Sunday Times

‘Smelly’ teacher has last laugh in court

- KIM HAWKEY

AN Eastern Cape teacher has been awarded R20 000 after taking her school principal to court for telling her she smelled like a “dead dog”.

This week, the High Court in Mthatha found that Nokwanda Ntshukumba­na, principal of Mangqukwan­a Junior Secondary School in Libode, violated Viola Bikitsha’s dignity through her “humiliatin­g and degrading” comments.

Bikitsha, who has been a teacher for more than 30 years, had asked the court to order both Ntshukumba­na and the MEC for education to pay her R1.5-million — R500 000 each for emotional shock, violation of dignity and reputation, and invasion of her privacy.

The incident that caused the stink happened in February 2010 after there was a “persistent and repugnant smell” in the staff room.

The principal decided that Bikitsha, a 58-year-old mother of four, was the source and called her into her office to discuss the smell, which she likened to that of a “dead dog”.

On Ntshukumba­na’s advice, Bikitsha left the school to be checked out at a hospital in case she had a medical condition.

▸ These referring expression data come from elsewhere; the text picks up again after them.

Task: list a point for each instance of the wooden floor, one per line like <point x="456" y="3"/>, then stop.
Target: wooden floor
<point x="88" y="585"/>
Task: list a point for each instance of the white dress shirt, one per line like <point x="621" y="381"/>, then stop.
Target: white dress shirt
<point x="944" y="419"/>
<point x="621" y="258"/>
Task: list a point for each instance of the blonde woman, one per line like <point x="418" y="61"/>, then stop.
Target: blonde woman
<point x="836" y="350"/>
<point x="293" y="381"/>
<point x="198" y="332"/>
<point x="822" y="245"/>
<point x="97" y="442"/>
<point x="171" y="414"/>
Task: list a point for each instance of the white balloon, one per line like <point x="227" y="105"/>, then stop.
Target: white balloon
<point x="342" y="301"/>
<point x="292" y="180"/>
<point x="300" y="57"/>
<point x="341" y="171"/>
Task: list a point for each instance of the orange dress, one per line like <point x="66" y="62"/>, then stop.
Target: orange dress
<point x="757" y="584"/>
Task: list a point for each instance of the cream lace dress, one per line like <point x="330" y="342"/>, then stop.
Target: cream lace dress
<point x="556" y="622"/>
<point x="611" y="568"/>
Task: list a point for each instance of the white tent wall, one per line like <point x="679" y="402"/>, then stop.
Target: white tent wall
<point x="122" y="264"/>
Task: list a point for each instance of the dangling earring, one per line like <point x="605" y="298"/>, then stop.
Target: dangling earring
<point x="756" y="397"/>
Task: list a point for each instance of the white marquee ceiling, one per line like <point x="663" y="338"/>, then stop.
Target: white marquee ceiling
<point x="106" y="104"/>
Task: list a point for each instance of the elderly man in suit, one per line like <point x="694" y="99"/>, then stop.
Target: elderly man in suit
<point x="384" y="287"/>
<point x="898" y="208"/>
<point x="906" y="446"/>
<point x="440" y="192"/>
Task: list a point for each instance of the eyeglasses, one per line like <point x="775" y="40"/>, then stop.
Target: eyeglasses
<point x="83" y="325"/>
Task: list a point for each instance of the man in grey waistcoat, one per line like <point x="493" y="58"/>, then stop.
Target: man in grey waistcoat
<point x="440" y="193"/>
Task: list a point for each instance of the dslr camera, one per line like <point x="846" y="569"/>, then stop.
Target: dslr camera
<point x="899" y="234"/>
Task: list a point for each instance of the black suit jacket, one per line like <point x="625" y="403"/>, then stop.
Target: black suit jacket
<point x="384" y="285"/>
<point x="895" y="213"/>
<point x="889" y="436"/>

When she got home, the teacher confronted her daughter “for not telling her that she had an unpleasant smell”. However, her daughter denied her mother smelled bad and the doctors who examined her confirmed this.

Angered at the realisatio­n that she was not stinking, Bikitsha went to court.

She told the judge that although she accepted that Ntshukumba­na was entitled to raise the subject with her, she was humiliated by the manner in which she had done it.

Judge Johannes Eksteen agreed that Ntshukumba­na was entitled to address the issue if she had received complaints about it, but this did not give her “the right to abuse the occasion and to subject the plaintiff to degrading and humiliatin­g treatment”.

Although the judge found that Bikitsha did not suffer from emotional shock or an invasion of her privacy, he said her dignity had been infringed.

“The comparison of a human being to the stench of a decaying animal carcass is indeed humiliatin­g and degrading, and any self-respecting person of ordinary intelligen­ce and sensibilit­y would have felt insulted thereby,” Eksteen said.

But the court did not award Bikitsha the amount she had asked for because the insult was not published and the seriousnes­s of the infringeme­nt had been “grossly overstated”. This, the court said, justified an award of R20 000, payable by the MEC and Ntshukumba­na.

On Friday, Bikitsha, who continues to teach grade nine pupils at the school, said: “I’m happy about the judgment.

“It was a way to show that people should be careful of what they say to others.”